Les membres de l’Autorité nationale de lutte contre la corruption (ANLC) ont été officiellement installés dans leurs fonctions le mercredi 15 mai 2013. C’est à la faveur d’une audience solennelle de la Cour Suprême tenue dans la salle d’audience de la chambre administrative à Porto-Novo ; une audience au cours de laquelle, les nouveaux chasseurs des corrupteurs etcorrompus au Bénin ont prêté serment devant les juges de la haute juridiction avec la présence remarquable des corps constitués de la nation, présidents d’institutions, députés, membres du gouvernement, membres des représentations diplomatiques et consulaires, autorités politico-administratives de porto-Novo, sages et notables ainsi que parents et amis des récipiendaires.
« Je jure de bien remplir fidèlement et loyalement en toute impartialité et équité les fonctions dont je suis investi, de respecter en toute circonstance les obligations qu’elles m’imposent et de garder le secret des délibérations auxquelles j’ai pris part ». C’est par cette formule consacrée prononcée devant les juges de la Cour Suprême, conformément aux dispositions de l’article 8 de la loi n° 2011-20 du 12 octobre 2011 portant lutte contre la corruption et autres infractions connexes en République du Bénin que les membres de l’Autorité nationale de lutte contre la corruptions ont officiellement été installés dans leurs fonctions consistant à traquer et endiguer la corruption au Bénin. Il s’agit d’Edouard Alexandre Dagba (Inspecteur d’Etat), Agapit Napoléon Maforikan (communicateur), Elisabeth Gnansounou Fourn (sociologue universitaire), Georges Patinvoh (Inspecteur des banques), Guy Ogoubiyi (Magistrat), Pierre Lucien Brun (Expert comptable), Madjrè Victorin Togninou (Administrateur des impôts), Raoul Idohou Afouda (Inspecteur des Douanes), Koffi David Virgile Quenum (spécialiste en passation de marchés publics), Kossi Dansou (Lieutenant colonel de la gendarmerie ), Didier Atchou (commissaire de police) et Jean-Baptiste Elias (ONG) officiant dans le domaine de la bonne gouvernance et de la lutte contre la corruption). Quant au 13ème membre, Victorien Attolou représentant du patronat béninois, il était absent à cette cérémonie de prestation de serment pour des raisons de santé. Il est important de signaler que, toujours, selon cet article 8 de la loi portant lutte contre la corruption, «en cas de parjure, le membre coupable est puni d’une amende d’un à cinq millions FCFA ».

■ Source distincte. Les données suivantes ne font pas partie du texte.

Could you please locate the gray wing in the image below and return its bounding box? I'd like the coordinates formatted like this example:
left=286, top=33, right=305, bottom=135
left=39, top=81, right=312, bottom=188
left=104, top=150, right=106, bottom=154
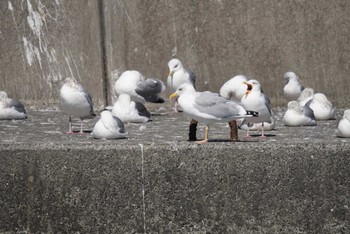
left=135, top=78, right=164, bottom=102
left=135, top=102, right=151, bottom=118
left=195, top=91, right=243, bottom=118
left=263, top=93, right=271, bottom=115
left=113, top=115, right=125, bottom=133
left=303, top=101, right=315, bottom=120
left=80, top=86, right=96, bottom=116
left=8, top=99, right=26, bottom=113
left=187, top=70, right=197, bottom=88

Les mises en garde du procureur général
« …Votre mission est très redoutable, délicate et très difficile », a déclaré le procureur général de la république aux membres de l’ANLC dans son réquisitoire, après avoir rappelé la solennité et l’importance de cette cérémonie de prestation de serment. Il s’agit, selon lui, d’un moment historique, en ce sens que c’est pour la toute première fois que, par voie législative, le Bénin se dote d’une loi contre la corruption, avec les attributs d’une véritable autorité. Mieux, explique t-il, la considération accordée à cet organe de lutte contre la corruption s’apprécie non seulement au regard de ce qu’il est créé par une loi, mais aussi au regard de la hauteur de la juridiction qui reçoit le serment de ses membres. La Cour Suprême est, en effet, la plus haute juridiction de l’Etat en matière administrative, judiciaire et des comptes de l’Etat. Enfin, la mission de l’ANLC telle que dispose l’article 5 de la loi 2011-20 lui confère également une place de choix dans la vie publique béninoise. C’est pourquoi, Raoul Hector Ouendo se fondant sur ses propres expériences, pour avoir volontairement siégé au sein de la commission d’enquête sur l’affaire dite des 70 milliards, a exhorté les membres à prendre la mesure de leur mission afin de ne pas décevoir le peuple béninois qui porte tout son espoir en eux. « Vous êtes des icônes dont le peuple béninois à besoin, il ne tient qu’à vous de demeurer dans ce rôle d’icône pour le plus grand bien de tous, leur a-t-il dit, avant de les avertir de ce que, demeurer dans un tel rôle, n’est pas chose facile dans l’environnement béninois. Ainsi, il leur conseille de lutter contre tous, contre eux-mêmes, de se battre contre amis et parents qui n’acceptent la lutte contre la corruption que lorsqu’elle s’applique aux autres et enfin contre l’environnement social et politique béninois. Le magistrat Ouendo leur a également conseillé de faire preuve d’entêtement et d’être prêts à tout sacrifier afin de réussir leur mission. Car, la loi leur donne toutes les armes nécessaires pour réussir. Il n’a pas manqué de féliciter le gouvernement et l’assemblée nationale pour l’avènement de cette loi qui, surtout, rend l’ANLC financièrement autonome et indépendante des autres institutions de l’Etat.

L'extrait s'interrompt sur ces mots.